What will be the consequences of the massive data breach at Yahoo affecting 500 million accounts?

An investigation by Yahoo confirmed that personal information linked with at least 500 million user accounts was stolen.
This is due to a data breach which took place in the last months of 2014. The stolen information included names, email addresses, dates of birth, telephone numbers, some passwords, and also a number of security questions & answers.
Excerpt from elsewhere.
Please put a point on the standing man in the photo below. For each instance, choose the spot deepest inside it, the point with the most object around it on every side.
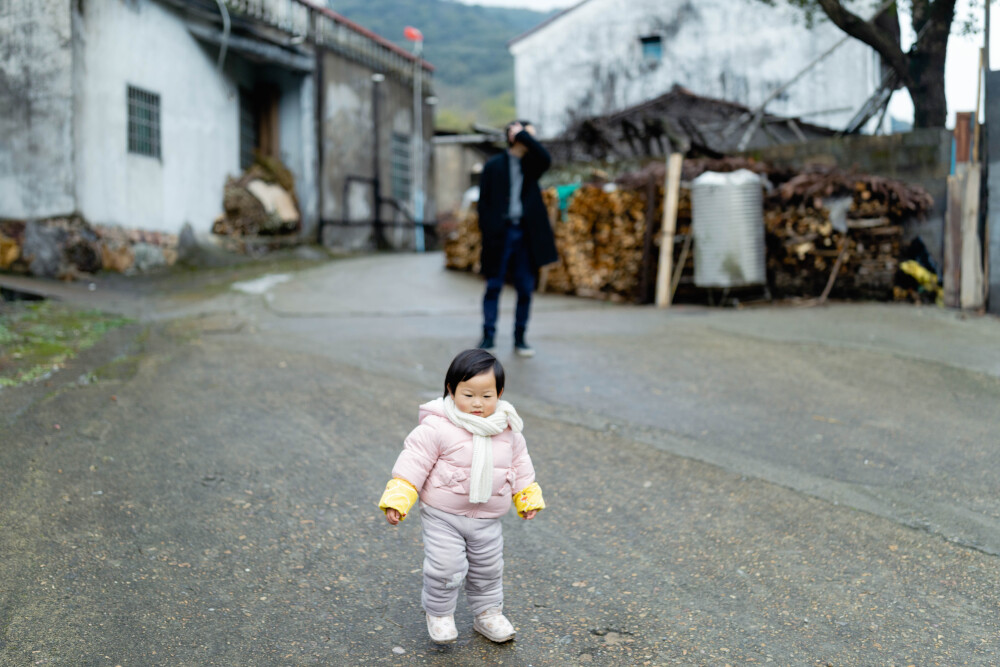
(517, 234)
Yahoo also stated that card payment and bank account information was not stolen.
Yahoo is now recommending users to change their passwords if they haven’t changed them after 2014.
All this comes at an uncomfortable time for Yahoo as it is in the middle of selling its digital operations to Verizon Communications for $4.8 billion.
Consequences:-
  • As Verizon doesn't know much about the data breach, the company wants to evaluate every detail of the breach and its investigation.
“We will evaluate as the investigation continues through the lens of overall Verizon interests, including consumers, customers, shareholders and related communities,” the company said in a statement.
  • This news could slow things down in regards to the Verizon-Yahoo deal as the deal doesn't close until next year.
  • The breach would cause trouble for the both companies: adversing press, regulator inspections and the major user base creating a fuss.
Analyst Robert Peck of SunTrust Robinson Humphrey said the breach wasn't seemingly enough to make Verizon abandon its deal with Yahoo, but it could call for a price decrease of $100 million to $200 million, depending on how many users leave Yahoo.
Steven Caponi, an attorney at K&L Gates with a practice including merger litigation, said that Yahoo's breach could fall under the "material adverse change", clause common in mergers allowing a buyer to walk away if its target's value decreases.

"That would give Verizon the opportunity to renegotiate the terms or potentially walk away from the transaction if it is a material change. Whether it is a material change will depend in large part on what kind of information was compromised," Caponi said.